Symantec can blow me. That is all.
Agreed.

I've had the...um..."pleasure" of working with Symantec. Both in small and large environments. It's shit. Garbage. The administrative tools are horrible, and the client his resource heavy ( prompting elevated user complaints ).

The bottom line is to choose anything BUT Symantec.
 
I'm glad we are finally phasing out SEP for SCCM Endpoint.

AV really is our last line of defence and very rarely do we get hits due to strict GPOs and good filtering and keeping up to date software.
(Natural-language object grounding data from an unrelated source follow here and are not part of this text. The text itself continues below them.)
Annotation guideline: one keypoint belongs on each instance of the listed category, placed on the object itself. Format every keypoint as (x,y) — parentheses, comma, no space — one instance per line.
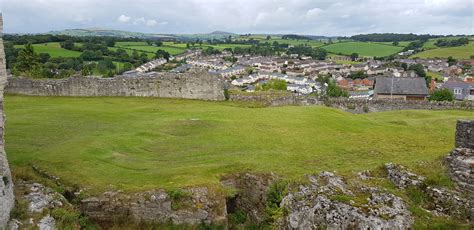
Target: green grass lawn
(53,49)
(363,49)
(145,143)
(459,52)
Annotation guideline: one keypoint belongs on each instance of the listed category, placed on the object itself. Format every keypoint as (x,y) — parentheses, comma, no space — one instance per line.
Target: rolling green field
(459,52)
(53,49)
(151,50)
(363,49)
(145,143)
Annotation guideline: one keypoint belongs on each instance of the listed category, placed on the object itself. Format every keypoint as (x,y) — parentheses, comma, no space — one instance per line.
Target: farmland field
(144,143)
(460,52)
(144,47)
(363,49)
(53,49)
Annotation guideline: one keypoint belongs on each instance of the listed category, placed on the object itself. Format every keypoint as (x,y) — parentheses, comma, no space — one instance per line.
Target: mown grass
(363,49)
(145,143)
(52,48)
(459,52)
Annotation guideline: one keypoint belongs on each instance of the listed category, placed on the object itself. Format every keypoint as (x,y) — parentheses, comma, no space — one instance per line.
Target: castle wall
(194,84)
(6,184)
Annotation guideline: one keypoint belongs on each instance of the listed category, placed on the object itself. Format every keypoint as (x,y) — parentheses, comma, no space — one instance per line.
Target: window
(457,90)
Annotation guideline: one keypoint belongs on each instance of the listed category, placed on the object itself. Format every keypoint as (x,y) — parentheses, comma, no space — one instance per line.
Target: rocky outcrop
(39,202)
(440,201)
(401,177)
(460,162)
(251,194)
(189,206)
(461,167)
(194,84)
(6,183)
(325,201)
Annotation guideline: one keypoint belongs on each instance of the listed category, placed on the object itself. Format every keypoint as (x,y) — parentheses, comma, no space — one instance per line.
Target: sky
(309,17)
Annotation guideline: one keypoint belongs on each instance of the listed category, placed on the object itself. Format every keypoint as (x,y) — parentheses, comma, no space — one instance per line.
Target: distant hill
(110,33)
(221,33)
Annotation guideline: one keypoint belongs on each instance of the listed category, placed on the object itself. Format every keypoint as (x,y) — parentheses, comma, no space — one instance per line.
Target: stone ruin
(461,161)
(6,183)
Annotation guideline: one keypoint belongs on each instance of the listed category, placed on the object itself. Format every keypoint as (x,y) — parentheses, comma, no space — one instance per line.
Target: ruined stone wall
(6,183)
(194,84)
(352,105)
(461,160)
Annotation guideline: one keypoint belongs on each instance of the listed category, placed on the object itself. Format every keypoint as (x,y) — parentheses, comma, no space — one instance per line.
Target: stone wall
(194,84)
(191,206)
(465,134)
(6,183)
(461,161)
(352,105)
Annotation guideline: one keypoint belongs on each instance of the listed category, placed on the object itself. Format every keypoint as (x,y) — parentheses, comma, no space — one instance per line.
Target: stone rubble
(401,177)
(198,205)
(308,208)
(47,223)
(41,197)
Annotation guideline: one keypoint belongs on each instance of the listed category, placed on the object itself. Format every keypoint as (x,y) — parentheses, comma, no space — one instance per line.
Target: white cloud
(322,17)
(123,18)
(139,21)
(313,13)
(151,22)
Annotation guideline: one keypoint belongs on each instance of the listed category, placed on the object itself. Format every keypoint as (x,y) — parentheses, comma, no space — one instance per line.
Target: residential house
(399,88)
(461,90)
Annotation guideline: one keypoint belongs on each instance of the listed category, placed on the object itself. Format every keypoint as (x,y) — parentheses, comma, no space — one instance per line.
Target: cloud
(151,22)
(139,21)
(317,17)
(123,18)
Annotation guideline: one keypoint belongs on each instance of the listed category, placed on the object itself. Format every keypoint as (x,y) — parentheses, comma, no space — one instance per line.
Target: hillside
(147,143)
(111,33)
(459,52)
(363,48)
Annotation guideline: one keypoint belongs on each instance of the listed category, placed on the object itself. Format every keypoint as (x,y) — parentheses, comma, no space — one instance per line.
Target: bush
(442,95)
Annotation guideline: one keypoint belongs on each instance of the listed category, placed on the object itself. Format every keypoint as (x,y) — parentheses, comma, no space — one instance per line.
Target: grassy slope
(460,52)
(143,46)
(363,48)
(144,143)
(53,49)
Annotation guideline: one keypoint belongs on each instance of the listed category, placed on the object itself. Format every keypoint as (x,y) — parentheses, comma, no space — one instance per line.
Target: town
(304,75)
(288,115)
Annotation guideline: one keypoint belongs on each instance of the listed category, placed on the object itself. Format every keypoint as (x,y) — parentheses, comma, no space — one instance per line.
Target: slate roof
(401,86)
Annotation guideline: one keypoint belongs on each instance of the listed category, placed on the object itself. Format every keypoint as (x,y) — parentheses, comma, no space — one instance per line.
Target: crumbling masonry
(6,184)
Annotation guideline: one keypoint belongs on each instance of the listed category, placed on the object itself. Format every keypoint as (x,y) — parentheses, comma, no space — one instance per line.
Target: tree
(162,54)
(354,56)
(335,91)
(404,66)
(442,95)
(420,71)
(27,59)
(275,84)
(44,57)
(68,44)
(451,61)
(110,43)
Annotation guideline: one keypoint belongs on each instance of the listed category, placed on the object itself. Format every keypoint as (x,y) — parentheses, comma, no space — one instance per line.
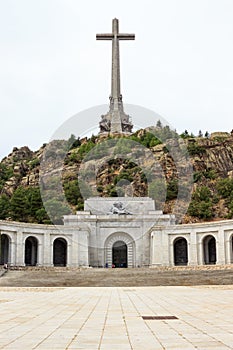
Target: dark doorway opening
(31,247)
(180,252)
(119,254)
(5,245)
(210,250)
(59,252)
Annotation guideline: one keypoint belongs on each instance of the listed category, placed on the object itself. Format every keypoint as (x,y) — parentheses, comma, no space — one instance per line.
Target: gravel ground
(117,277)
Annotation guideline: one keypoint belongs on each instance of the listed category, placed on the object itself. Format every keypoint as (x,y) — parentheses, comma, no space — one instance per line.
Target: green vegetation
(201,205)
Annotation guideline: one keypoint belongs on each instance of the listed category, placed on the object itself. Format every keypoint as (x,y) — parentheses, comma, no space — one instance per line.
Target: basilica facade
(117,232)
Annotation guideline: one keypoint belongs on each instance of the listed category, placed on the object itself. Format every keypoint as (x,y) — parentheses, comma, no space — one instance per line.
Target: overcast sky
(52,67)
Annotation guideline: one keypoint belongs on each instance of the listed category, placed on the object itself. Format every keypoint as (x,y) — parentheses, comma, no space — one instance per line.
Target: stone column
(19,249)
(12,253)
(46,255)
(157,248)
(220,247)
(229,250)
(192,249)
(83,248)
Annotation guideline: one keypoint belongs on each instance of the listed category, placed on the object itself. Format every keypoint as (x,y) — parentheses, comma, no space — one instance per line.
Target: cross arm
(126,36)
(104,36)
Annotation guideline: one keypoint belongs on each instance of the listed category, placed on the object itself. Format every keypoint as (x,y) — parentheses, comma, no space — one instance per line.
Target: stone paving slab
(111,318)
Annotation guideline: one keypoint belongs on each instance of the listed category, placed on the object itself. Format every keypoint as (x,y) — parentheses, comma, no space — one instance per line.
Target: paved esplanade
(116,121)
(111,318)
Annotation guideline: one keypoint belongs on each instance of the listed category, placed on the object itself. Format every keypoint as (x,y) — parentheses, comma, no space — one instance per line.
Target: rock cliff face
(211,158)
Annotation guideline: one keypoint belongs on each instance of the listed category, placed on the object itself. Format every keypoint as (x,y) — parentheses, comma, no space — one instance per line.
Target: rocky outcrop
(208,156)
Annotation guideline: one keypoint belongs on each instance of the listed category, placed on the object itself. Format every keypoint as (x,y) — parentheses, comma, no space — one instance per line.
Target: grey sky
(51,66)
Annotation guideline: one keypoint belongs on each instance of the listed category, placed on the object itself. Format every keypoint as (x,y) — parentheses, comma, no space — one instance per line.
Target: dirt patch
(116,277)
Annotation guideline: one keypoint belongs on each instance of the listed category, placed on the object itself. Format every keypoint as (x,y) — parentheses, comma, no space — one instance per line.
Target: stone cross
(115,121)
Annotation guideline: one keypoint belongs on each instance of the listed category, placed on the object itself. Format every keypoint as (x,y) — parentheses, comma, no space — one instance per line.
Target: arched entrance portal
(31,247)
(119,243)
(5,246)
(209,245)
(180,251)
(59,252)
(119,254)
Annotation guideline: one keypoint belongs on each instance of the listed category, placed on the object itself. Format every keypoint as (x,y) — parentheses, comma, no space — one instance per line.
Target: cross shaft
(116,117)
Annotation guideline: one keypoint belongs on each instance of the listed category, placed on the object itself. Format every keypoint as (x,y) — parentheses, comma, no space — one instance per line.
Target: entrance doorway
(119,254)
(5,244)
(31,247)
(180,252)
(59,252)
(209,245)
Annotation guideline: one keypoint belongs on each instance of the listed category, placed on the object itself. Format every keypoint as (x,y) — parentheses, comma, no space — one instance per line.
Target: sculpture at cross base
(116,120)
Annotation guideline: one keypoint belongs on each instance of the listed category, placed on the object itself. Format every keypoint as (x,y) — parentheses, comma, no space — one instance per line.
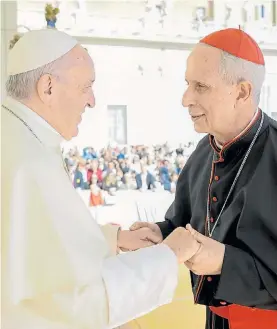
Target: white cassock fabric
(58,271)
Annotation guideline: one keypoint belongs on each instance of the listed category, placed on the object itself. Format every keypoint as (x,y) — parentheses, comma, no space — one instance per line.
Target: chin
(71,134)
(200,129)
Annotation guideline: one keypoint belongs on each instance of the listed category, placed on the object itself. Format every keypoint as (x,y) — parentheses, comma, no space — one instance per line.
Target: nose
(91,100)
(188,98)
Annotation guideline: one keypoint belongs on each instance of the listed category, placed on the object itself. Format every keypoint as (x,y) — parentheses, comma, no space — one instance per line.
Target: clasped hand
(202,255)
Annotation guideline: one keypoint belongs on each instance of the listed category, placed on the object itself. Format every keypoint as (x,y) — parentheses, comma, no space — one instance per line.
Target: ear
(244,91)
(45,88)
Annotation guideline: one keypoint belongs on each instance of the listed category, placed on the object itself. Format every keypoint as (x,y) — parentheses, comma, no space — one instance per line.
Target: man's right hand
(153,227)
(133,240)
(182,243)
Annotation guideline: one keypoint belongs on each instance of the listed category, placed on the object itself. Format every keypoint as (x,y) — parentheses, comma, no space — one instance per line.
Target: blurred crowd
(140,167)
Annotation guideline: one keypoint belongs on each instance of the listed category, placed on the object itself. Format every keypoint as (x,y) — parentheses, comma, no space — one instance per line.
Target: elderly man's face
(72,92)
(211,101)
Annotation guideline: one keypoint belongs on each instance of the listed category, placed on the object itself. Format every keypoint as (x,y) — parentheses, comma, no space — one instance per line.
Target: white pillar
(8,29)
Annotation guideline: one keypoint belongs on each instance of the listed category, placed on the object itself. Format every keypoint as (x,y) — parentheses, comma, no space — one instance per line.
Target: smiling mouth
(196,117)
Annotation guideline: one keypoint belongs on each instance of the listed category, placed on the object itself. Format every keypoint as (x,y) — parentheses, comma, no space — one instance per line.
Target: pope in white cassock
(59,268)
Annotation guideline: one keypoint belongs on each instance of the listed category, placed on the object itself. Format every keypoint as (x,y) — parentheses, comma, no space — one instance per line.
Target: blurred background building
(140,50)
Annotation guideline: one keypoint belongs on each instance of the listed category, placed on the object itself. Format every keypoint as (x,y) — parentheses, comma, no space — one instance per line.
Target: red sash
(242,317)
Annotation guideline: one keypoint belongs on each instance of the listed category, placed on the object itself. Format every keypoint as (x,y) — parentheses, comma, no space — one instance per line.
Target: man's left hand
(209,259)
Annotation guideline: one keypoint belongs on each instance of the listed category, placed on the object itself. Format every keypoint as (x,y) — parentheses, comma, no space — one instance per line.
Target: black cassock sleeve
(249,274)
(241,283)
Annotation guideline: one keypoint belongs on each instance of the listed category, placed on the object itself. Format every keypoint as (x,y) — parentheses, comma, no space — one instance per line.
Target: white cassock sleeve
(59,270)
(138,282)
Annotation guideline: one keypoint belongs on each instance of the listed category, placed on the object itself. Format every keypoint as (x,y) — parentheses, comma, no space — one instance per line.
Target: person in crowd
(96,197)
(145,180)
(226,193)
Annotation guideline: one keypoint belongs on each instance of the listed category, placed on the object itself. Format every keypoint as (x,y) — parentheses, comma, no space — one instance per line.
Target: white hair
(235,70)
(21,86)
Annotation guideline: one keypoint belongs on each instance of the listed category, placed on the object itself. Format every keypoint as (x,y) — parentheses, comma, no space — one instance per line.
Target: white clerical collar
(220,146)
(46,133)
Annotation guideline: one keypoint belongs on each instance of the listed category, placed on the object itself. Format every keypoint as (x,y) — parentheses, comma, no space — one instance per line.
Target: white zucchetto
(38,48)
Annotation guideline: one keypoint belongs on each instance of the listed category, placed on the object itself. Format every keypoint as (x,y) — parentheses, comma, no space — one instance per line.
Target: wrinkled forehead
(79,62)
(203,64)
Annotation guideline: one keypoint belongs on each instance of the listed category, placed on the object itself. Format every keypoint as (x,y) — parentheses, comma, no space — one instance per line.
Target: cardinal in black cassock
(227,190)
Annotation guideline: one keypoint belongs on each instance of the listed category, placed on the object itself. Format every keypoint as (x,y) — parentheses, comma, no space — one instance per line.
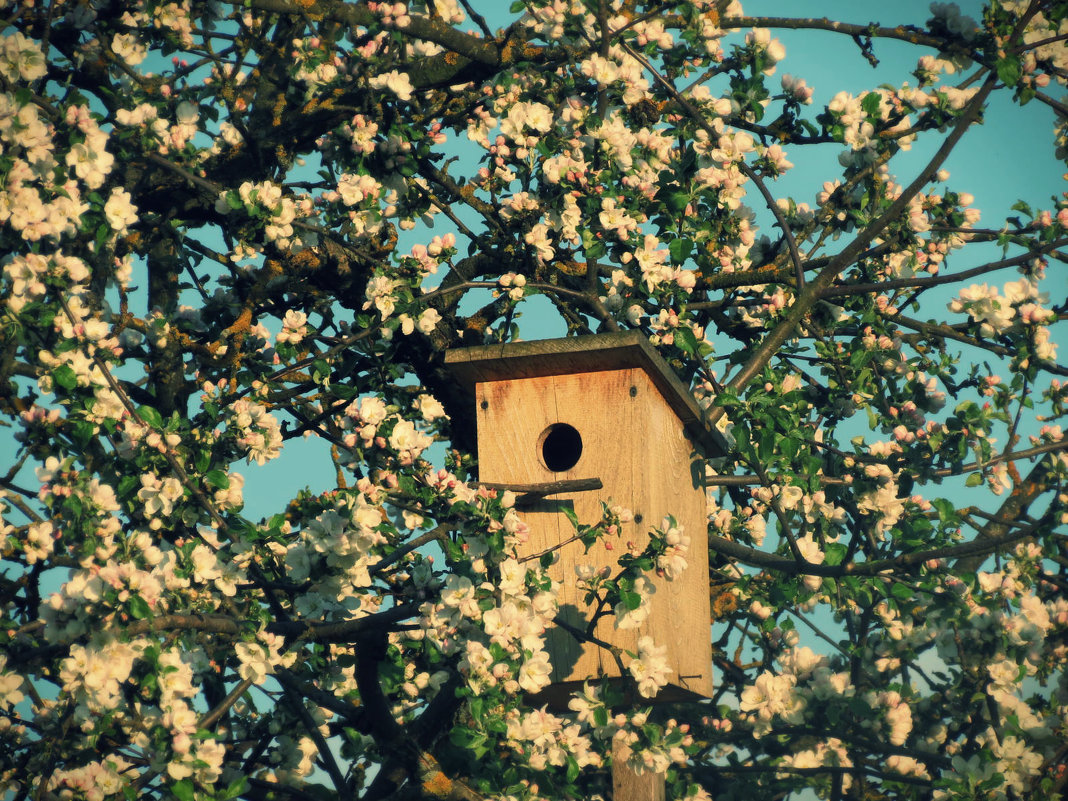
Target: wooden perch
(529,493)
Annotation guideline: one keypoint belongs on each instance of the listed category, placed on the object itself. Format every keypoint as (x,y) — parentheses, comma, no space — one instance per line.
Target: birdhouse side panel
(673,484)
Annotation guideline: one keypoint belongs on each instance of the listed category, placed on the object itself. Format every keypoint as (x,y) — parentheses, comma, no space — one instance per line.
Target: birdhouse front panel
(616,426)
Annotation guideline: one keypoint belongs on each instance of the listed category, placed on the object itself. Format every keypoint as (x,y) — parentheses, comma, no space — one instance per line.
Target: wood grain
(633,441)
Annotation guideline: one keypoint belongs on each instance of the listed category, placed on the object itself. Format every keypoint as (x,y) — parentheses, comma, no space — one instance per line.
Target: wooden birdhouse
(603,407)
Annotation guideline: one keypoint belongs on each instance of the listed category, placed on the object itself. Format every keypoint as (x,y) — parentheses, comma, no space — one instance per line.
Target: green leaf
(139,608)
(183,790)
(677,202)
(686,340)
(152,418)
(680,249)
(65,377)
(901,592)
(217,478)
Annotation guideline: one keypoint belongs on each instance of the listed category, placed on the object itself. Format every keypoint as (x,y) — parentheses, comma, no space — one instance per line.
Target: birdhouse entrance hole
(560,448)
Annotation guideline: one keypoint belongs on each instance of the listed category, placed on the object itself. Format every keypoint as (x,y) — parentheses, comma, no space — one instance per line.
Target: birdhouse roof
(593,354)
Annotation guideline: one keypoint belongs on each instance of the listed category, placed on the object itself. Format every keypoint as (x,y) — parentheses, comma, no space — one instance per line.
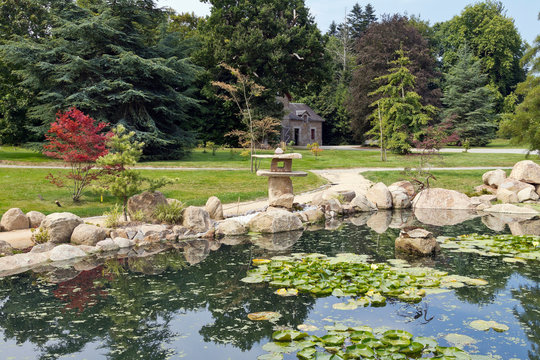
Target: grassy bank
(29,190)
(462,181)
(327,160)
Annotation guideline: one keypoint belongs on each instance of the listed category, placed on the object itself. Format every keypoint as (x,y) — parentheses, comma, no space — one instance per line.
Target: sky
(524,12)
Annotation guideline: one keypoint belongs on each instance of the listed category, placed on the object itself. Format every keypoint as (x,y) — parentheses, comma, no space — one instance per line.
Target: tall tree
(468,102)
(524,125)
(398,116)
(492,37)
(110,60)
(375,50)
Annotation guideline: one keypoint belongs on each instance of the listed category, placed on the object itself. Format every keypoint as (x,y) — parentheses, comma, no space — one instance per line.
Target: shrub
(170,213)
(40,235)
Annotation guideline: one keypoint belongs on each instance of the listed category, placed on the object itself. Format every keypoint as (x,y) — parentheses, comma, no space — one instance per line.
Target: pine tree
(468,101)
(110,60)
(398,116)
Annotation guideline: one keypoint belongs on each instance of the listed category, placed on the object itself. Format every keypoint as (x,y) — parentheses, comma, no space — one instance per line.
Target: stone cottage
(300,124)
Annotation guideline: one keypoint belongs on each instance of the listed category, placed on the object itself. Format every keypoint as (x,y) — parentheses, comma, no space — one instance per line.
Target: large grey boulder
(494,177)
(147,202)
(86,234)
(405,186)
(60,226)
(437,198)
(526,171)
(400,199)
(230,227)
(197,219)
(506,196)
(65,252)
(417,242)
(274,221)
(527,194)
(35,218)
(214,208)
(362,204)
(14,219)
(380,196)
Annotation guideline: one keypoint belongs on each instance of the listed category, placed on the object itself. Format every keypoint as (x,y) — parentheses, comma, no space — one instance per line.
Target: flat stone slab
(18,239)
(278,156)
(281,173)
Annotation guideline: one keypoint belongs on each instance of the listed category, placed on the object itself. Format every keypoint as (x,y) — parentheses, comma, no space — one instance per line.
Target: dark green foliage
(492,37)
(115,61)
(374,51)
(468,102)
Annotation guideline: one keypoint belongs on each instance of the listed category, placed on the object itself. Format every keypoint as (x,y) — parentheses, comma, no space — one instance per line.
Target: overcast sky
(525,12)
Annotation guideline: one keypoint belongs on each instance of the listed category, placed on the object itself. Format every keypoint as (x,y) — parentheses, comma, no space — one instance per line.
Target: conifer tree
(468,101)
(398,116)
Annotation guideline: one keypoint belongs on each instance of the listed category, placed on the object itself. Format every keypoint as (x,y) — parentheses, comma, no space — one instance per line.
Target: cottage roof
(297,110)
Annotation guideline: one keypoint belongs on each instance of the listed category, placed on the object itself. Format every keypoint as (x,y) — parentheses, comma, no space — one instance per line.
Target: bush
(40,236)
(170,213)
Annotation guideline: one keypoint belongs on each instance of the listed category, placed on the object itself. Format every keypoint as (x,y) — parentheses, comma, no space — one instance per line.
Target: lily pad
(486,325)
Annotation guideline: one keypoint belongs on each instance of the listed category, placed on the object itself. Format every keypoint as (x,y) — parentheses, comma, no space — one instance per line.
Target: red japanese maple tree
(75,138)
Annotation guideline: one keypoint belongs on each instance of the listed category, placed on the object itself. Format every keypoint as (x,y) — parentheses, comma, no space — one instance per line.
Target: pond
(188,302)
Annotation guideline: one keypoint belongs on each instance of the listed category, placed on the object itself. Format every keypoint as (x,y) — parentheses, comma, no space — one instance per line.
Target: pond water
(189,302)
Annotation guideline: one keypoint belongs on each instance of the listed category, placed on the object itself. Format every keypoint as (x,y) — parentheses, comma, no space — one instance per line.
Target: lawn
(327,160)
(29,190)
(462,181)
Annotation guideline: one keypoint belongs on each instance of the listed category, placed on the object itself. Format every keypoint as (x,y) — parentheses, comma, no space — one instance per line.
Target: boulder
(214,208)
(85,234)
(230,227)
(380,196)
(60,226)
(146,203)
(346,196)
(280,192)
(526,171)
(506,196)
(380,221)
(514,185)
(35,218)
(107,245)
(274,221)
(485,188)
(65,252)
(527,194)
(400,199)
(5,248)
(404,185)
(494,178)
(437,198)
(417,242)
(14,219)
(362,204)
(197,219)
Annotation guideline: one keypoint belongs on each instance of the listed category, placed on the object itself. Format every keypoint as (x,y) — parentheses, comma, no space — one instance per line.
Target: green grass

I'd say we see a hit a month and then it's usually always a cookie. I don't remember the last time we had an actual infection.
 
Honestly I don't trust AVs in general to protect me 100%. With the whole NSA stuff going on how do we know all AV companies are not forced to NOT detect certain viruses, such as NSA written ones? It sounds a bit tin foil hat, but think about it, it's a possibility. Not saying you should not go with no AV, but you also should not assume you are 100% secure no matter what AV you use.
 
It sounds a bit tin foil hat, .

If you've kept up with even a fraction of the Snowden leaks then there is absolutely nothing tinfoil hat-ish you could possibly think up involving the NSA and what they can/want to do.
 
Symantec and McAfee products are absolute shit. So much for the biased Dennis tests.